The Olivia Tremor Control est apparu dans la seconde moitié des années 90 comme une émanation supplémentaire du collectif Elephant 6 recordings : ses 2 leaders, Bill Doss et Will Cullen Hart, font partie de ses membres fondateurs avec Robert Schneider des Apples in Stereo et Jeff Mangum de Neutral Milk Hotel.

C’est sans doute ce dernier groupe qui restera dans l’Histoire grâce à son album culte (notamment aux Etats-Unis), In the Aeroplane Over the Sea mais The Olivia Tremor Control était pour moi le meilleur groupe du lot, et celui qui incarnait le mieux la philosophie à la fois rétro, lo-fi et psychédélique du collectif. Je retiendrai également Beulah, The Ladybug Transistor, Elf Power, Circulatory System, The Sunshine Fix et The Essex Green, tous auteurs de remarquables disques de pop sous intense perfusion late-60s. Of Montreal est quant à lui le groupe qui a connu le plus de succès, il est toujours en activité.

Mais The Olivia Tremor Control est vraiment le groupe qui a produit la musique la plus débridée, inspirée et foisonnante pour moi. Alternant fulgurances popissimes d’une pureté bluffante et trouées lysergiques tantôt féériques tantôt anxiogènes, déployant une débauche d’instruments, intervenants et effets sonores assez dingue, ils ont incarné mieux que personne une utopie, un fantasme psyché-pop assez incongru dans les années 96-2000 .

Music from… est l’exemple type d’album probablement conçu sous influence et dont l’écoute dispense en revanche de consommation de drogue tellement le trip est sonore : ça démarre de manière euphorique et kaléidoscopique, ça s’assombrit peu à peu pour bader méchamment (le long tunnel anxiogène de 15 minutes intitulé Green Typewriters).

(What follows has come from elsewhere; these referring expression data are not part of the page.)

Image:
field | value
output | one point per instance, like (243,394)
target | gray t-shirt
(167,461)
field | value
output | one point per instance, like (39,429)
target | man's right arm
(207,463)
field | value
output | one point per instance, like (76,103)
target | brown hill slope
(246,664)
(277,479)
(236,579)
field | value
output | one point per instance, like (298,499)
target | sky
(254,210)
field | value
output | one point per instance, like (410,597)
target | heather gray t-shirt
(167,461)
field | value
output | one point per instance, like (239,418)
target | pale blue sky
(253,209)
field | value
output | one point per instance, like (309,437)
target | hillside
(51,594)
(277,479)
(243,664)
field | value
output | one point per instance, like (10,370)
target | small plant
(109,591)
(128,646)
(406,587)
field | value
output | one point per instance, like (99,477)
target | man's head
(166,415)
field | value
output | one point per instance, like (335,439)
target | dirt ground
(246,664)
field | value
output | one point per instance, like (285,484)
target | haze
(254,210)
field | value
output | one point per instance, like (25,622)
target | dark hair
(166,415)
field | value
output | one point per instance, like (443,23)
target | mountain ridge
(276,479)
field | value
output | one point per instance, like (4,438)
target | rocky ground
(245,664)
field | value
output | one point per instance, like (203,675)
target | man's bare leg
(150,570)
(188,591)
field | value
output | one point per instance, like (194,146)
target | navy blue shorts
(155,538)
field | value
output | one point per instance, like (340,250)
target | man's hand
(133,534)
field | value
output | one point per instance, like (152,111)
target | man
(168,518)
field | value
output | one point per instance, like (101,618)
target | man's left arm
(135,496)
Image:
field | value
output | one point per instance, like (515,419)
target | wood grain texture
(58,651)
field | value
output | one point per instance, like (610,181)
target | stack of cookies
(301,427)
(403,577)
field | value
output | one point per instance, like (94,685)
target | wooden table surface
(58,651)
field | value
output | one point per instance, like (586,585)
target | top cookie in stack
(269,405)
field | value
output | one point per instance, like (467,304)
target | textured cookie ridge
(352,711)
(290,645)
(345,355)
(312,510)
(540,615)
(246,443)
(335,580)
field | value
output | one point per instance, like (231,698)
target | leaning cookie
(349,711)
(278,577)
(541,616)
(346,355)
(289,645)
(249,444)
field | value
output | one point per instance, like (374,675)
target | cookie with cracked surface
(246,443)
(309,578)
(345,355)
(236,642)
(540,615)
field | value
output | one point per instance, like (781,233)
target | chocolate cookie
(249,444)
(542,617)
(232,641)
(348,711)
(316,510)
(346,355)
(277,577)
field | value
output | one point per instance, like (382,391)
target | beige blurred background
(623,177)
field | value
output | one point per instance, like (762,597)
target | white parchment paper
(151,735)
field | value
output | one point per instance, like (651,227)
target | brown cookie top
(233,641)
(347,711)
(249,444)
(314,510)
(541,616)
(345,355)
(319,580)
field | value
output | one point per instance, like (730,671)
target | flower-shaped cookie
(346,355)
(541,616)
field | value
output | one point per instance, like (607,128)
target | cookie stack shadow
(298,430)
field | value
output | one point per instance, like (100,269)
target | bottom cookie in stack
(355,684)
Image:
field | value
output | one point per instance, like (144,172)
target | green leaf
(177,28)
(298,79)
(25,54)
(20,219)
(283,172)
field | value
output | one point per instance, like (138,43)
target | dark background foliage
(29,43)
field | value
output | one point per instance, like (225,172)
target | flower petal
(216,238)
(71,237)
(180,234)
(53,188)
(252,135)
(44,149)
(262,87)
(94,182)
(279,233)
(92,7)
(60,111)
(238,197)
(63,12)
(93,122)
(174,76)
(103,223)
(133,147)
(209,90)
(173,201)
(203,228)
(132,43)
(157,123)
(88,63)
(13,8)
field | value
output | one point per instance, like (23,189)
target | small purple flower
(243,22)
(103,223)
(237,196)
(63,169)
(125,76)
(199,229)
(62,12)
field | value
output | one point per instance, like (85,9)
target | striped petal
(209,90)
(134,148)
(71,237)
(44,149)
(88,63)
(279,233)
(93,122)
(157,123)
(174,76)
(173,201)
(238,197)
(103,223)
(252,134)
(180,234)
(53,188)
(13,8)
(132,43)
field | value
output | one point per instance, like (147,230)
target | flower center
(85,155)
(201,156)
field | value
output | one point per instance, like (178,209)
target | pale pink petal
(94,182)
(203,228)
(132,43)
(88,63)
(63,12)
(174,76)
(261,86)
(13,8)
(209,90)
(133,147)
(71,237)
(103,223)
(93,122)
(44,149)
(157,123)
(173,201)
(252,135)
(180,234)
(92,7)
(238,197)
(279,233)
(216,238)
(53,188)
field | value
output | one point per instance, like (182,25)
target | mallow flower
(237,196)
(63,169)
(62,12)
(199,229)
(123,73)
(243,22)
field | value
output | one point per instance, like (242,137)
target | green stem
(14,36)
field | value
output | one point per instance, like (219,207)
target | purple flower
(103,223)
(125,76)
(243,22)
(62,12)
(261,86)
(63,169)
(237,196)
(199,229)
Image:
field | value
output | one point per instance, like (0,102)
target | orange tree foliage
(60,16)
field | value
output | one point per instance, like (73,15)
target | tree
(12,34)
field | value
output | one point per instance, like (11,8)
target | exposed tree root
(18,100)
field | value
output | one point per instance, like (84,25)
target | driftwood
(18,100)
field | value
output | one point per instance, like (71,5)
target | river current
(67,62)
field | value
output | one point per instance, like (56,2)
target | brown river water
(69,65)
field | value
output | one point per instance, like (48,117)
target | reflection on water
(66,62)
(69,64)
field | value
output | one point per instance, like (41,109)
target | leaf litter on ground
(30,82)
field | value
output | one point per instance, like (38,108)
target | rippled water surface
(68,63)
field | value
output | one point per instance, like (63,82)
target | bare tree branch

Puis ça redescend doucement (« when you’re ready to come back down, I’ll be waiting here, all your friends will be around »), ça remonte la pente (« I spring up from the ground »), ça chope un retour d’acide (Dusk at cubist castle le morceau) pour finir dans la lumière avec le superbe NYC-25. Limpide.

Le groupe s’est séparé assez vite après un 2ème album presque aussi remarquable (Black Foliage). Il s’est reformé (en même temps que le collectif Elephant 6) à la fin des années 2000, à la demande du festival londonien All Tomorrow’s Parties. Il a sorti un nouveau single en 2011, il semblait avoir repris une activité régulière et puis en 2012 Bill Doss, un de ses 2 leaders, est mort. La cause du décès est aujourd’hui encore inconnue.

Ca m’a rendu très triste. Dans l’absolu mais aussi parce qu’un concert était prévu à Toulouse, annulé évidemment suite au décès de Doss. Égoïstement, j’aurai toujours ce regret de ne jamais avoir vu sur scène un de mes groupes fétiches. Et je le regrette d’autant plus que les quelques enregistrements live que j’ai pu entendre sont absolument fabuleux. Je conseille par exemple la Peel session disponible sur Spotify et qui prouve que le groupe parvenait à allier avec maestria énergie brute et psychédélisme.